In my experience too, "reloadable" means the mag can be used to do an active reload while moving through the stage. You might be able to squeeze another round into it, but if you try to insert it in the gun there isn't enough room for the stack of rounds to move downward when the top round presses against the underside of the slide, and it won't go in. It may fall right out or not, but it won't latch and won't feed any rounds. These mags are sometimes termed "20-round capacity, 19 rounds reloadable".
This doesn't just happen to 1911s or STIs (2011s). Glock has been playing with their mag design, and it's getting harder to have a full reloadable capacity. I have some new .40 15-rd mags that you can push 15 into, but they don't reload reliably, and several new .40 10-rd mags that definitely won't reload, even after letting them sit fully loaded for a month. There are several threads here on BE on how to "adjust" the mags, but the bottom line seems to be that they're coming from the factory a lot tighter than they used to.

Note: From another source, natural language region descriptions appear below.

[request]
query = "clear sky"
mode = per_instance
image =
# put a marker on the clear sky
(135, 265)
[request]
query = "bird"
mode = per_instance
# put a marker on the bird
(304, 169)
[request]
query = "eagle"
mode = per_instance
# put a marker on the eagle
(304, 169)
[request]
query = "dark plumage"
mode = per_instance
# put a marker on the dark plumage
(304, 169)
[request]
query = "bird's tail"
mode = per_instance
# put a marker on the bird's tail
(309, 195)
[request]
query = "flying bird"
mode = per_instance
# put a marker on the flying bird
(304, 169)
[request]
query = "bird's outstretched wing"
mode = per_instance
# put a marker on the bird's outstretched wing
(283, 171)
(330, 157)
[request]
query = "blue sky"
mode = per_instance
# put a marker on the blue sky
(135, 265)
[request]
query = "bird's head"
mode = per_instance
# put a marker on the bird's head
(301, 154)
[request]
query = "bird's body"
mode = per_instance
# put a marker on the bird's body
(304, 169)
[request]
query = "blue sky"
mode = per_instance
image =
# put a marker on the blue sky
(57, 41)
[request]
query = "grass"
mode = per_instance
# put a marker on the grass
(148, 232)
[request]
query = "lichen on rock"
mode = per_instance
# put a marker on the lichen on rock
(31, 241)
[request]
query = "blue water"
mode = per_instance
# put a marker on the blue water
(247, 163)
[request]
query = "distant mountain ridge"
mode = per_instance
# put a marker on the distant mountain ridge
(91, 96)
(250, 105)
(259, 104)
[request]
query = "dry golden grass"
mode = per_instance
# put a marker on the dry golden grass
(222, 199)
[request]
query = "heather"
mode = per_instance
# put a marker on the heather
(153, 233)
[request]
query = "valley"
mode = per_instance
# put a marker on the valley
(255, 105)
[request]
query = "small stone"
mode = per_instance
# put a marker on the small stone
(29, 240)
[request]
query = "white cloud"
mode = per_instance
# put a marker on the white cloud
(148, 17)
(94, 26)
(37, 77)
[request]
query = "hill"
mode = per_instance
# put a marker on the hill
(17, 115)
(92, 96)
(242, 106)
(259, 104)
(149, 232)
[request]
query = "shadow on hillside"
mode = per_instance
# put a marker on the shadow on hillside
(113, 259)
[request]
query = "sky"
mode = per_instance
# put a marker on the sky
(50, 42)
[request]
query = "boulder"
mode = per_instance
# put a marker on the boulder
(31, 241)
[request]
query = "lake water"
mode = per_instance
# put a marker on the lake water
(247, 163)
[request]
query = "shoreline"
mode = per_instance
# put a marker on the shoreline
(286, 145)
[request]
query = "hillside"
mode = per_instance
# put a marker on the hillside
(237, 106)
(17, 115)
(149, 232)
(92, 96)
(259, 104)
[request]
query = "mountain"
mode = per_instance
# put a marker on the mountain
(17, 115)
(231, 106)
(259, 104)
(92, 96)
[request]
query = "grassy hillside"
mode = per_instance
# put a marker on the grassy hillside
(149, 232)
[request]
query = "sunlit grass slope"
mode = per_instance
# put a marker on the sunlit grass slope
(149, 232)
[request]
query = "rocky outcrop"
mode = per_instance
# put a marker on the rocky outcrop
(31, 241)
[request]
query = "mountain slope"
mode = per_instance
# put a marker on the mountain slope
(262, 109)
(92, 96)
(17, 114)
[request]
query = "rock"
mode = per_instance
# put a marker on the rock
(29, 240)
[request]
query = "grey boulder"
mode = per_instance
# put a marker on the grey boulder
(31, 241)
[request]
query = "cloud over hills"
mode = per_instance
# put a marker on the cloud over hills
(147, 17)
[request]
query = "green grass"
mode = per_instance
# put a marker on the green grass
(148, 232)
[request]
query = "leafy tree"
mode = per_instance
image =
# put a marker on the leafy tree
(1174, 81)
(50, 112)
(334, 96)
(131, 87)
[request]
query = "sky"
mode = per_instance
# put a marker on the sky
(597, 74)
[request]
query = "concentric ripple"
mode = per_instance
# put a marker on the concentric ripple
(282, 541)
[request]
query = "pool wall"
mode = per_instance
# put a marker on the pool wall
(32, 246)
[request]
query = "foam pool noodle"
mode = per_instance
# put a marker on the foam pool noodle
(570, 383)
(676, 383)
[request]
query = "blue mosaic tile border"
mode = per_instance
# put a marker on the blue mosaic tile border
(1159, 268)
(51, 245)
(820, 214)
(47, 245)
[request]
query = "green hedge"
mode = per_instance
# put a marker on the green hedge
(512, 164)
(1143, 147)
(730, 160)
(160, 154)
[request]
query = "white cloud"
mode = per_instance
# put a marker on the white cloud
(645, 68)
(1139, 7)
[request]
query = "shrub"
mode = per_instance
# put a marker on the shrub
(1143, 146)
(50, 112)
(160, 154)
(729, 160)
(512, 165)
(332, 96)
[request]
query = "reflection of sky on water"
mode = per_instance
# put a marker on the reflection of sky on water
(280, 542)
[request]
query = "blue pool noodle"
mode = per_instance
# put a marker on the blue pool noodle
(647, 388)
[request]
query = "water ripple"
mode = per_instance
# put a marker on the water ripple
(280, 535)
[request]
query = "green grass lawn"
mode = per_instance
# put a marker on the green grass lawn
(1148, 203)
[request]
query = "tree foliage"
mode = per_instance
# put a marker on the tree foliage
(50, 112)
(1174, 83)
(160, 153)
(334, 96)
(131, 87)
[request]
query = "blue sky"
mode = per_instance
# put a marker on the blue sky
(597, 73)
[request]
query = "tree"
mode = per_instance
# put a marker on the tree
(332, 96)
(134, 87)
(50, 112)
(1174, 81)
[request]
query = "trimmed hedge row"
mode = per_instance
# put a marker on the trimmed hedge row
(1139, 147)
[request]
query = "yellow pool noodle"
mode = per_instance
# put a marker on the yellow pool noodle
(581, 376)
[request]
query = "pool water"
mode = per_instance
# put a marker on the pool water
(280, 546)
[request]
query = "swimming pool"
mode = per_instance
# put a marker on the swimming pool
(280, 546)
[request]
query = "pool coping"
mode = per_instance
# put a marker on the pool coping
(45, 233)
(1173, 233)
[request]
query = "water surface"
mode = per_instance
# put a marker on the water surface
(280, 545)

I once screwed myself totally in a AR-15 stage by using borrowed mags, loading them right to the brim, and then couldn't do a reload at all until I took one round off the top. It simply wouldn't latch into the gun. Embarrassing, but a valuable lesson. If loading to "capacity" I always push down on the top round to see if there's space to compress when it goes into the gun. If I can't compress it, one round comes off.